Citation : 2004 Latest Caselaw 387 Bom
Judgement Date : 31 March, 2004
ORDER
D.G. Deshpande, J.
1. This appeal is filed by the accused through jail. Heard Mrs. Ruchita Dhru, advocate, appointed by the Court to represent the accused in this appeal. Criminal Application No. 4818 of 2003 is for condonation of delay. The judgment under challenge is dated 18-1-1992 delivered by the Additional Sessions Judge, Pune. There is obviously delay of more than nine years. But the prayer of the accused in main appeal is not touching the merits of the matter or challenging his conviction or sentence as such. The prayer in the appeal is that the accused has been convicted in two cases by two courts and awarded sentences of ten years. Both the sentences should run concurrently. It is for this limited purpose Appeal No. 400 of 2002 is filed by the accused through jail. As such looking to the prayer made, the delay is condoned. Criminal Application No. 4818 of 2003 is disposed of.
2. So far as Criminal Appeal No. 400 of 2002 is concerned, it is admitted and, by consent, taken up for final hearing.
3. The present appeal is filed by the accused challenging his conviction under Section 21 of the N.D.P.S. Act in Sessions Case No. 316 of 1990 by the Additional Sessions Judge, Pune by judgment dated 18-1-1992 by which he was sentenced to suffer R. I. for ten years and to pay fine of Rs. One lakh in default SI for one year. There was one more case against the accused vide Sessions Case No. 244 of 1991 and by the judgment dated 13-3-1992 accused was sentenced to suffer R. I. for ten years and to pay fine of Rs. One lakh in default one year R. I. The judgment in this Sessions Case No. 244 of 1991 and the conviction was challenged by the accused before this Court in Criminal Appeal No. 370 of 1992. It came to be dismissed on 5-9-1994.

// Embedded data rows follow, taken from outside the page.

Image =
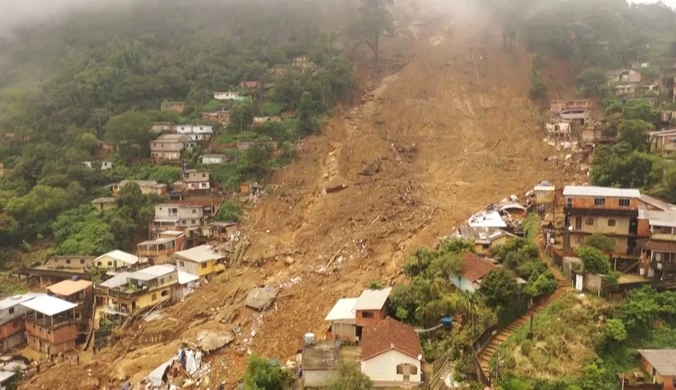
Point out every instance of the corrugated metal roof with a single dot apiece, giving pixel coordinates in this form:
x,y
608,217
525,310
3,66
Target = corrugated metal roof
x,y
601,191
372,299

4. At present the accused is undergoing for two sentences of ten years each and fine viz. sentence imposed upon him in Sessions Case No. 316 of 1990 and sentence imposed upon him in Session Case No. 244 of 1991. Since the judgments in both the Sessions cases were delivered on different dates i.e. 18-1-1992 and 13-3-1992 in ordinary course the accused will have to undergo sentences of ten years; firstly in Sessions Case No. 316 of 1990 and then after ten years period is over he will have to undergo R. I. for ten years as per the sentence awarded to him in Sessions Case No. 244 of 1991. The accused has, therefore, filed this appeal challenging the conviction only on the ground that the both the sentences should be made to run concurrently.

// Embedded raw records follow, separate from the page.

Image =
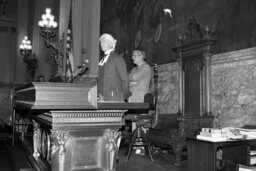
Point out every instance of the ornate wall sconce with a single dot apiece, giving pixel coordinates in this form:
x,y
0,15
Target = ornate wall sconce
x,y
25,51
48,29
48,26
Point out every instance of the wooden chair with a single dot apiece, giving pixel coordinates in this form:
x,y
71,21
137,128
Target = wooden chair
x,y
144,119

5. Advocate for the accused relied upon a judgment of the Supreme Court , Ammavasai v. Inspector of Police, Valliyanur. In that case there were two appellants. The 1st appellant Ammavasai was convicted in 4 different cases the occurrences in all of which took place between 27-3-1990 and 7-5-1990. The offences were under Section 395 of the Indian Penal Code and in each case he was sentenced to undergo rigorous imprisonment for 7 years. The 2nd appellant Deivaraj was convicted in 5 different cases the occurrences in all of which took place between 21-10-1989 and 7-5-1990 and he was sentenced to undergo rigorous imprisonment for a period of 7 years in each case. If the sentences were not made to run concurrently under Section 427 of the Criminal Procedure Code the 1st appellant would have been required to undergo R. I. for 28 years and the 2nd appellant would have been required to undergo R.I. for 35 years. In these circumstances, the Supreme Court, after taking into consideration the provisions under Section 427 of the Criminal Procedure Code directed that the appellants would undergo a total period of 14 years of imprisonment in respect of all the convictions passed against them, and that will be sufficient to meet the ends of justice.

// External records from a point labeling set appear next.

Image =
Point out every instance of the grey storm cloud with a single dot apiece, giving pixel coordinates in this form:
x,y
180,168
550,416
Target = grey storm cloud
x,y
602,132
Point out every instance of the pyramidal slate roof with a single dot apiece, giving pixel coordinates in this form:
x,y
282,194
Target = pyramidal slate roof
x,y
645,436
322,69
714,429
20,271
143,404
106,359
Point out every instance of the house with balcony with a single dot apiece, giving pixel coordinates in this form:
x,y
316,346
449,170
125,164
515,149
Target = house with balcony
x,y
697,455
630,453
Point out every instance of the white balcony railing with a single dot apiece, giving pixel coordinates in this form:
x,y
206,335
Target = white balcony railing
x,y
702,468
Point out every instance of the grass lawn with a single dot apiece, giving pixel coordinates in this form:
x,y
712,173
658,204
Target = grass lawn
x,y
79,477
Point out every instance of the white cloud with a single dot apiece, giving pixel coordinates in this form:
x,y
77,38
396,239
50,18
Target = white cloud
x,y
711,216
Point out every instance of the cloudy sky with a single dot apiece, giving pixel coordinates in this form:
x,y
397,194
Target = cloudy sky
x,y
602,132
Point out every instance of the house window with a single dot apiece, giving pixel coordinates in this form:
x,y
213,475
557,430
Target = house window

6. Section 427 of the Criminal Procedure Code provides that if a person is already undergoing a sentence of imprisonment and is subsequently convicted to imprisonment or imprisonment for life, the second imprisonment shall commence at the expiration of first imprisonment. However, the courts have been given powers to direct that subsequent sentence shall run concurrently with the previous sentence.
7. In this case, the judgment of the Additional Sessions Judge in Sessions Case No. 316 of 1990 delivered on 18-1-1992 is the judgment of 1st conviction and sentence and; while the accused was undergoing for that sentence, he came to be again convicted and sentenced in Sessions Case No. 244 of 1991 by the judgment dated 13-3-1992.
8. Therefore, the prayer of the accused in this appeal, through jail, is that if both the sentences are not made to run concurrently, then he will have to be in jail for 20 years commencing from the date of his arrest on 2-5-1990 and then in that case will be released in 2010 [excluding the sentence imposed upon him in default of payment of fine]. The learned APP for the State fairly concedes that the facts of the case do not justify the accused to undergo sentence of 20 years and this is a case where the Court can exercise its discretion and order that subsequent sentence imposed in Sessions Case No. 244 of 1991 can run concurrently with the earlier sentence. However, the learned APP for the State contended that under Section 32-A of the N.D.P.S. Act the sentence awarded under that Act cannot be suspended, remitted or commuted, and therefore, according to him, the powers given to the court under Section 427 of the Criminal Procedure Code cannot be exercised to make two sentences to run concurrently. It is not possible to accept this argument because while exercising the powers under Section 427 Sub-section (1) of the Criminal Procedure Code the court does not suspend or either of the sentences, the court does not remit either both of the sentences nor the court commutes the sentences. The order to make two sentences to run concurrently is therefore not covered by Section 32-A of the N.D.P.S. Act and, therefore, this argument and appeal of the APP cannot be accepted. Therefore, taking into consideration the aforesaid judgment of the Supreme Court relied upon by the Counsel for the accused, this appeal is allowed to the extent only with the following directions :--
9. Sentence of 10 years imprisonment imposed upon the accused in Sessions Case No. 244 of 1991 vide Judgment dated 13-3-1992 to run concurrently with the sentence of ten years imposed upon the accused in Sessions Case No. 316 of 1990 vide Judgment dated 18-1-1992; that is to say, both the substantive sentences of ten years in the above two sessions cases to run concurrently. It is clarified that in default sentences of non-payment of fine will have to be undergone separately and independently, if the fine is not paid. Office to communicate this order immediately to the accused/appellant in jail and also to the Jailer Authority.
10. All concerned parties to act upon ordinary copy of this order duly authenticated by the Court Sheristedar.